My husband and I cried out to God for discernment and direction. I kept having the thought that maybe Mrs. Watts was a witch, and that she was out to destroy Cheli because of her witness for Christ. We knew of another child who had been persecuted for his faith in another school in a neighboring city, and his story was similar to Cheli’s.

I shared this with my husband, and we decided to put this idea to the test. We prayed for Jesus to cover Cheli with His blood and to block any spells that Mrs. Watts might be trying to put on her. We asked Him to seal off Cheli from any demonic activity that might be trying to destroy her, and to restore her to her normal self. We prayed this daily all through the Christmas break, and began to see a marked improvement in her disposition.

A week before school began again, we shared with Cheli what we had been praying, and encouraged her to trust Jesus to make everything better for her at school. She reluctantly agreed, and went off to school with a look of fearful anticipation filling her big blue eyes.

The very next day she bounced into the kitchen and announced that she had made a new friend. I held my breath for the next few days as I continued to pray for Cheli’s protection, and waited to see if this new friend was going to suddenly turn on her like all the others had.

The new friend never turned on her, and Cheli continued to make other friends that also never turned against her. Cheli became the happy child she had originally been, and even won first place for the third grade class in the schools annual science fair. Cheli also told me that when Mrs. Watts started to pick on her in class, that the teacher’s assistant, Mrs. Marsh, would ask her to help her do special errands, and would always tell her that she hadn’t done anything wrong and it wasn’t her fault.

For the rest of the school year Mrs. Watts never seemed able to keep her scheduled appointments with me for the quarterly parent-teacher conferences. Every time I scheduled a time to see her, she cancelled the appointment for some frivolous reason. I never did get the opportunity to speak with her again. My son’s teacher told me that she tried to get herself transferred to another school when the school year ended.

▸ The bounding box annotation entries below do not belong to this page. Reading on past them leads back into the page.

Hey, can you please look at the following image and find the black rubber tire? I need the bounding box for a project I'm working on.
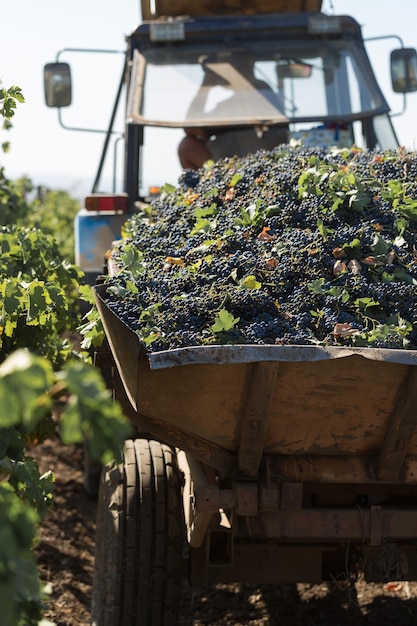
[91,439,184,626]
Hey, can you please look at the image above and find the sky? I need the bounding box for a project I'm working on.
[0,0,417,198]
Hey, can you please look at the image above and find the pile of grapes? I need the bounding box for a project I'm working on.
[106,146,417,352]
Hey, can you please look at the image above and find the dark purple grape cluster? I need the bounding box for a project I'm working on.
[107,146,417,351]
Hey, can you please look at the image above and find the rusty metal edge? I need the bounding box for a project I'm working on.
[93,285,417,370]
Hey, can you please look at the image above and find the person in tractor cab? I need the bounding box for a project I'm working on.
[178,52,288,169]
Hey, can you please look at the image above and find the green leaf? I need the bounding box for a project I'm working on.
[240,275,262,289]
[210,309,240,333]
[230,172,243,187]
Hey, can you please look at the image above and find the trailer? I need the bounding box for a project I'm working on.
[41,0,417,626]
[92,285,417,626]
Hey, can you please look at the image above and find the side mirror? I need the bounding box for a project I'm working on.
[43,63,72,107]
[391,48,417,93]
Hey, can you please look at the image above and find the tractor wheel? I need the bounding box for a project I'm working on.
[91,439,184,626]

It was several years later before Cheli began to understand just what God had done for her during that time, and how earnestly Mrs. Watts had sought to destroy her. She had been thrust into a spiritual battle that the enemy had intended to use to destroy her, but God had other plans.

As a family, we truly learned the meaning of the scripture in Psalm 50, verse 15:

“Call upon me in the day of trouble; I will deliver you, and you will glorify Me.”